NB: Antony Green’s ABC Queensland Election page is now up, and his post on the battle for Ashgrove well worth a read.
All LP coverage of the Queensland election can be accessed here.
Not a single post (until now). What if they held an election and nobody came?
Indeed! I meant to add that I think that people don’t really engage with state elections til the last couple of weeks!
Newman’s carping about the election announcement will do him no favours, IMO. He can’t complain the government is outstaying its mandate, and has in fact been demanding that the government call an election for months. The stuff he’s been spouting about caretaker conventions is just hot air both intellectually and electorally. It makes him sound like a whinger. At any event, caretaker conventions are about an outgoing administration fettering an incoming government with new financial commitments and appointments. Bligh is entirely within her rights to implement measures announced in the 2011-12 budget. The idea that government should be paralysed for an additional month is preposterous and insisting that it be so will attract not one voter to the Newman cause.
Meanwhile, I note that the Gladstone fisherfolk are taking the government to court over the extraordinary coincidence of mass fish deaths and dredging the harbour to allow LNG vessels access. This and some other resource-related environmental issues will be prominent in the campaign in the absence of significant areas of policy difference between the Bligh ALP and the Newman LNP on promoting rapid growth in extractive industries. Those fisherfolk and the demise of their livelihoods will make good media. Expect the likes of Katter and Messenger to play it up. I’m not aware that Liz Cunningham has taken a position as local member – she could lose support whichever way she jumps on this one, and sitting on the fence is not going to be an option for her.
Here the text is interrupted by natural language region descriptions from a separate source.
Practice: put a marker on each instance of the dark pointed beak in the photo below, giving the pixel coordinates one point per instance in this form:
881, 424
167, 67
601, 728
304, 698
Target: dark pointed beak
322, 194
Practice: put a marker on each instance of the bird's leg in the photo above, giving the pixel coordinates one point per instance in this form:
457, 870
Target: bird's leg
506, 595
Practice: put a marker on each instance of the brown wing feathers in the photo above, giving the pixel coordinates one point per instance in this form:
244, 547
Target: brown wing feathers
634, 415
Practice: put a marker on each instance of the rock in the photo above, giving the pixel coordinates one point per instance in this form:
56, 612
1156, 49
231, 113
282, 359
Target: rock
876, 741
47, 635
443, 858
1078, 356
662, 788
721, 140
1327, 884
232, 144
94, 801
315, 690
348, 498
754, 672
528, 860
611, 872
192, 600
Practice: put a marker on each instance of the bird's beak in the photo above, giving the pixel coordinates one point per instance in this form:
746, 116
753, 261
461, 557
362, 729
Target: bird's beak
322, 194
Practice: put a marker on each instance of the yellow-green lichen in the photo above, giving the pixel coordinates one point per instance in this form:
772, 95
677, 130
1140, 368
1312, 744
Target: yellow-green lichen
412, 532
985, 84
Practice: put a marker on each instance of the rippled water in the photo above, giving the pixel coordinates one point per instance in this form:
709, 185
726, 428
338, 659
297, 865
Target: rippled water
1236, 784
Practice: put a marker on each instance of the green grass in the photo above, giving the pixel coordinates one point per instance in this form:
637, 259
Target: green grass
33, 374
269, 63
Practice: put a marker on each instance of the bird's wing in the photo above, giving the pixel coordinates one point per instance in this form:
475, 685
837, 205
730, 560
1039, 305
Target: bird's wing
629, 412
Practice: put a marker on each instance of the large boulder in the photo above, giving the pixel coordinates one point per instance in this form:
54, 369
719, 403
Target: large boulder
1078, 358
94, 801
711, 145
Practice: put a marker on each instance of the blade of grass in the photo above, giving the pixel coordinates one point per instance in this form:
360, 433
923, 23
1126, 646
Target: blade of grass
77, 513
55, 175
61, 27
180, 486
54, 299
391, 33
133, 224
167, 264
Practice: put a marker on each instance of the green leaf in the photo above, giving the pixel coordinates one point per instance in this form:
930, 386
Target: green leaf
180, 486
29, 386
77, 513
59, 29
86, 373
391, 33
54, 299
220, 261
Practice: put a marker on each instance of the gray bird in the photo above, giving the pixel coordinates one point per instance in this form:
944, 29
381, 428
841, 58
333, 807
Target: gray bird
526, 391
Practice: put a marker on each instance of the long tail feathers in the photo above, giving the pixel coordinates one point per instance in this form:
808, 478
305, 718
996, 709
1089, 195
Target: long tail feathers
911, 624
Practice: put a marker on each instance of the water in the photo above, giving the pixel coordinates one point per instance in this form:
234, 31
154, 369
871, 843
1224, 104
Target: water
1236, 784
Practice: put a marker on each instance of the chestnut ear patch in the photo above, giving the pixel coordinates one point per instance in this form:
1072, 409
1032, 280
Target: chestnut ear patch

AFAIK, primarily they are about ensuring that the executive remains accountable to parliament by limiting what the executive can do during a period when there is no parliament. In this case parliament is continuing to operate until Feb 19th so there is no breach of the conventions, however unusual it might be.
Personally I find it hard to see how Labor can win. The further Health Department scandal must have been damaging, both of itself and as a reminder of previous scandals.
Antony Green effectively disposes of the argument that the LNP might win power but lose Ashgrove. The swing needed for the LNP will give Newman a win too. Friends in NQ say that the LNP has done itself few favours there by selecting poor or compromised local candidates. This may assist Bob Katter’s party to win a few seats. However I think the best case outcome for Labor will be a minority LNP – Australian Party government. I can’t imagine Katter would side with Labor.
“What if they held an election and nobody came?”
There’s a great novel called “Seeing” by the Portuguese Nobel laureate Jose Saramago, with exactly this premise.
@5 Socrates I don’t think Anthony Green actually says what you claim. He says that a statewide swing of 4.6% will deliver government to the LNP but Newman will need 7.1% to win Ashgrove. The further argument in that article is merely hypothesising that Newman will win if he continues to poll over 50% of the first preference votes. I don’t think its valid to suggest a win for Newman on the basis of results in the last Federal election.